Have You Seen Nets Hooked to Sewerage Pipes? This Genius Trick Is What the World Needs
(Illustration - Shutterstock)
5/3/2019
Updated:
1/30/2020
In the summer of 2018, thousands of people around the world watched in horror as a video by an ocean protection organization showed a literal wave of garbage crashing into the shores of the Dominican Republic. While you might think this debris came from the island itself, in fact, the trash could have come from countries thousands of miles away.
As the research project “Plastic Adrift“ has shown, simple plastic bags washed off the coast of New York can end up being carried all the way to London by strong ocean currents in just three years.

What can be done about preventing plastic from getting into rivers and washing out to the sea? A beachside town in Western Australia, Kwinana, has come up with an ingenious solution that’s been around for thousands of years: nets.
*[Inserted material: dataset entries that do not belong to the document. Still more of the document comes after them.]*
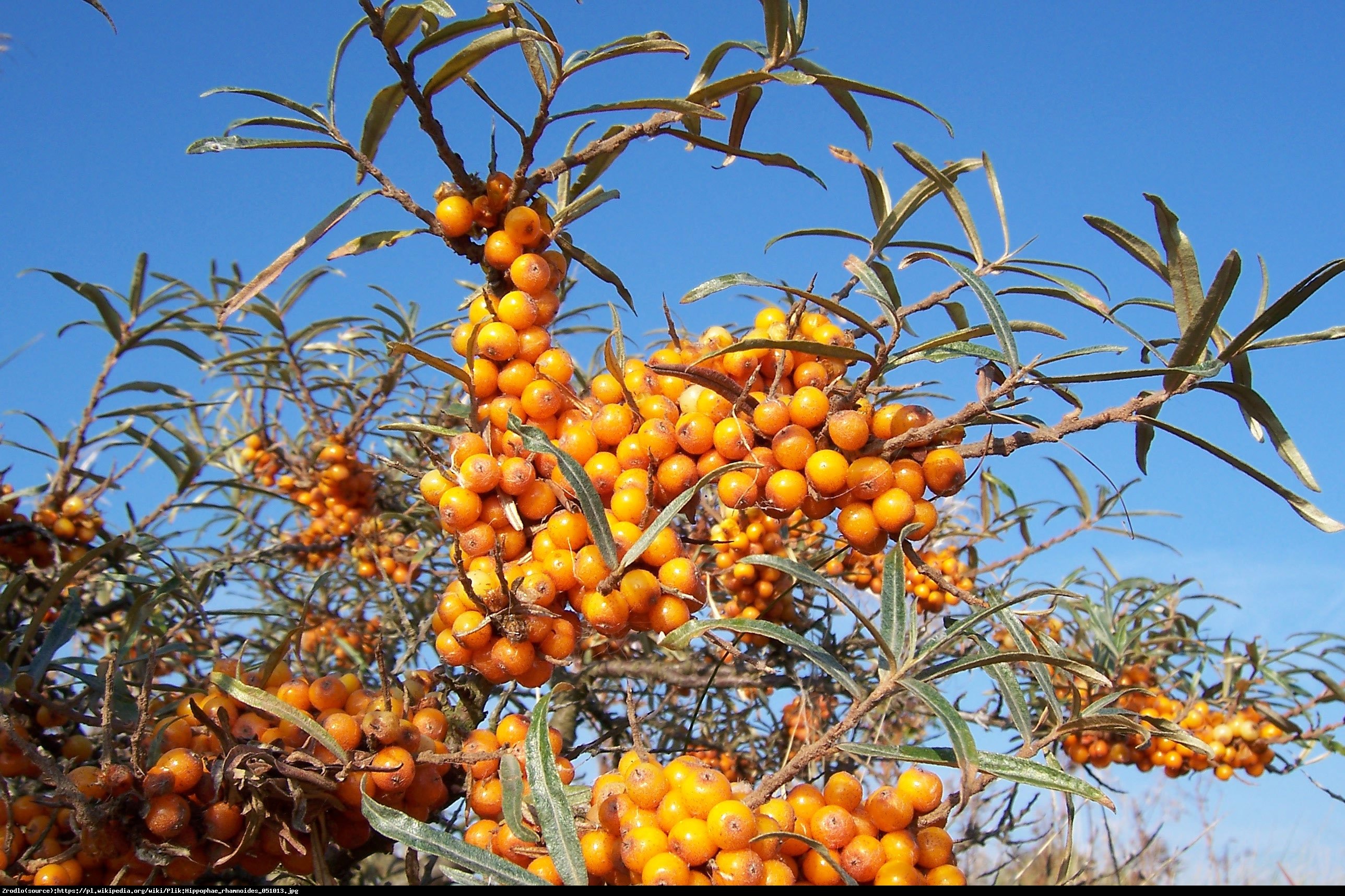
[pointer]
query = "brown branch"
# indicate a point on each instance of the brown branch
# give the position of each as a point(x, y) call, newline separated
point(823, 745)
point(61, 481)
point(648, 128)
point(685, 675)
point(428, 123)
The answer seems to come straight from the old proverb “prevention is better than a cure.” By attaching nets around stormwater pipes or culverts, massive amounts of plastics and other debris that would normally wash into the ocean and then onto beaches are easily captured.
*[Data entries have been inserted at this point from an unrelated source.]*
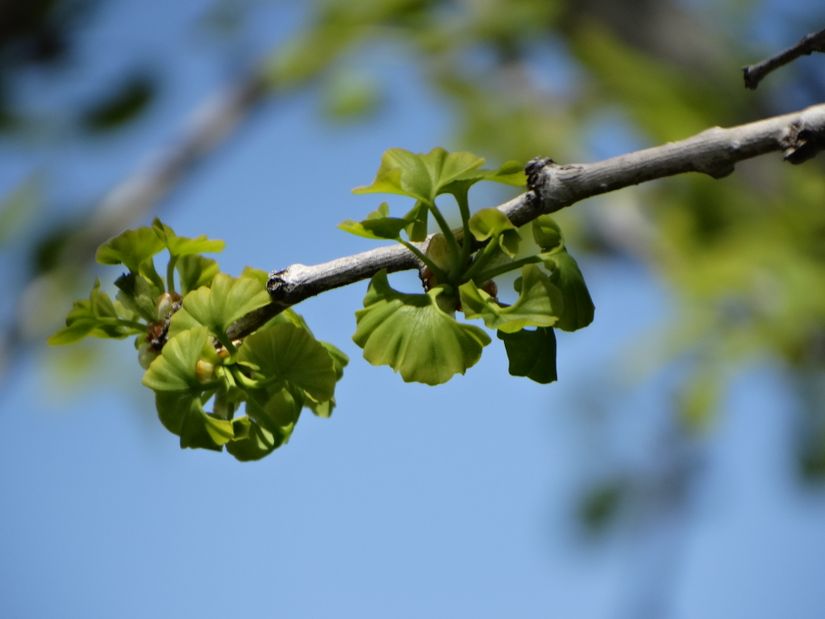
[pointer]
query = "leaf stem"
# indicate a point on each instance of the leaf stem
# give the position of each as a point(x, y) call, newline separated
point(436, 270)
point(455, 250)
point(466, 239)
point(483, 257)
point(506, 268)
point(170, 274)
While the nets, which Mayor Carol Adams described in an interview with the radio show Perth Tonight as looking “like big socks,” catch almost all the trash from residential areas, they allow rainwater to wash on. Not only do they help collect trash and keep it from flowing onward, but they also help prevent flooding by stopping garbage from plugging drainage pipes.
The first experiment was wildly successful, catching loads of trash from residential and commercial areas. The amount they picked up from just two nets in a short span of time was both disturbing and heartening for a relatively small population of 39,000 according to The West Australian, “During the trial, 370kg of debris consisting of food wrappers, plastic bottles, sand and tree leaves was cleaned out.”

After seeing the success of the nets, the town decided to install them all over the area at a price of AU$20,000 (approx. US$14,000). Mayor Adams felt the expenditure was entirely justified by the results. The nets show “how important it is for Government at all levels to really start to focus on environmental initiatives such as these and realize that small actions can have big impacts.”

What happens when the nets fill up? A small crane is used to lift up the nets and dump the contents into a truck that goes on to a disposal center where the waste is sorted. Anything that can be recycled is kept, and the rest is sent to the landfill.

The idea is catching on elsewhere. Originally developed in Australia, the Bandalong Litter Trap has been brought to the United States by Storm Water Systems in Cleveland, Georgia. Rather than using nets or fencing, which can inadvertently catch fish and other wildlife, the trap floats at the surface, catching garbage inside a metal frame.

All of these traps, whether big or small, simple or complex, save time, money, and the environment. Rather than spending lots of money and labor to collect trash after it has been dispersed into the oceans or washed in bits and pieces on beaches, these solutions stop the problem before it starts.